Henry raises his hands and sends Madame Celia flying along the floor. She hits the far wall and lies there, slumped. He fixes an intent expression on Jessamine. “Show me what you have there, cousin. It looks like you found what I could not. But then, it makes perfect sense the old bastard would trust you with his secrets. You always were his perfect little angel.”
It’s the first time I’ve seen such anger on Jessamine’s face. She stands her ground, her eyes narrowed. “You spoke of a bargain with the serpent once, before you brought me my girls. But you never told me the bargain was to do with the girls.”
“It’s of no consequence now,” says Henry.
“I won’t give Grandfather’s work to you.”

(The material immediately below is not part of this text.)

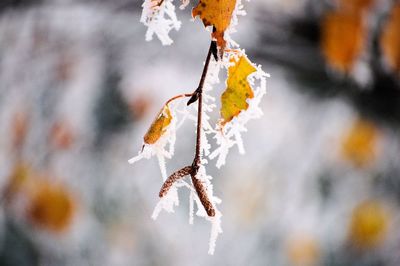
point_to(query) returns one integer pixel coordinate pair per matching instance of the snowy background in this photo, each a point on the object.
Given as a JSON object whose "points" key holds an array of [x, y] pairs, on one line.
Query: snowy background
{"points": [[79, 86]]}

“I’m not playing little-girl games.” His face grows ugly. Closing his eyes, he seems to concentrate all his energy. He raises Jessamine up into the air. Wind swirls around her, fast and whistling. My chest sinks as the papers ar
e snatched from her hands, lost to the flurry of air. Soundlessly, she falls to her knees. The set of papers lie loose on the floor around her.
Satisfaction snakes across Henry’s features as he snatches up the set of papers. I want to stop him. I know I can’t. I don’t know what this book is—all I know is that he’s the last person who should have it.

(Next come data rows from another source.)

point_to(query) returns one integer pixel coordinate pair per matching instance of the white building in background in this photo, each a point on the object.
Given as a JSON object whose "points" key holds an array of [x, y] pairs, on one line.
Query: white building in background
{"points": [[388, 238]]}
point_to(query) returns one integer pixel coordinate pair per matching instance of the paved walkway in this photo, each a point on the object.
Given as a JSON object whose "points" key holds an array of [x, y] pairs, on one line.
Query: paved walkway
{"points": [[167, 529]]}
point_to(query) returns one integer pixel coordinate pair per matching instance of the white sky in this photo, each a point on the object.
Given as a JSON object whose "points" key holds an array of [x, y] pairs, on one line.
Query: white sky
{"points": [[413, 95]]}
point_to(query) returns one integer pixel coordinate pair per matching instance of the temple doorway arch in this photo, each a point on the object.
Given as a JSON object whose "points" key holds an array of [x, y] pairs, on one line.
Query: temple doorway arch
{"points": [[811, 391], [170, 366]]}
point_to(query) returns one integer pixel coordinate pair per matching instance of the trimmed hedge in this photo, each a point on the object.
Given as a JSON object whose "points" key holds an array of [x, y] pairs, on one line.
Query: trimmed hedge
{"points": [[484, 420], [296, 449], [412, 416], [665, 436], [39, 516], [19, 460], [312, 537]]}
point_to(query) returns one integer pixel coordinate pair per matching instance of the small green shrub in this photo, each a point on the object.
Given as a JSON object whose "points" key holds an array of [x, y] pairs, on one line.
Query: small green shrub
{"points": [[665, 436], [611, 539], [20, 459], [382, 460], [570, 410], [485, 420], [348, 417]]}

Jessamine picks herself up, her pose rigid and her fists clenched.
He shuffles through the papers impatiently. “Everything is out of order now. And what's here is but a chapter. Where's the rest?”
“Henry Fiveash,” Jessamine accuses, “all the time you were supposed to be looking after me, you were chasing after Grandfather, weren’t you? It is you who prevented Grandfather from returning to me.”
“His face turns ugly. “It’s not my fault you were a gullible little girl. Your grandfather oughtn’t have kept you as innocent as he did. And I have news for you. My name isn't Fiveash, and neither is yours. We're Batistes. Your grandfather hid the truth from you. He can't be trusted. Now where’s the book, Jessamine? It must be where you found the papers?”
“I don't believe you. It's you telling nasty fibs. And there was nothing else. He must have taken it with him, wherever he went.”
Henry storms into the office and finds the hidden drawer—it still hangs open beneath the desk. With a yell he heaves the desk over. “Where is it?” He returns to the foyer, fury mottling his skin.
“I’m tired of this fox-and-rabbit chase.” Audette yawns. “It can’t be that hard to get one book from one old man.”
Henry glares at her. “Well if the vaguest clue should ever pop into that cotton-wool brain of yours on just how we should do that, let me know.”
Audette crosses her arms.
The sound of splintering wood crashes behind us.
I spin around. Twenty or more men and women burst into the room. Most are old, and their eyes blaze with fervor. A couple of them seem to be ghosts, but the rest are human. One of the women rushes to the supine form of Madame Celia. The rest surround Henry.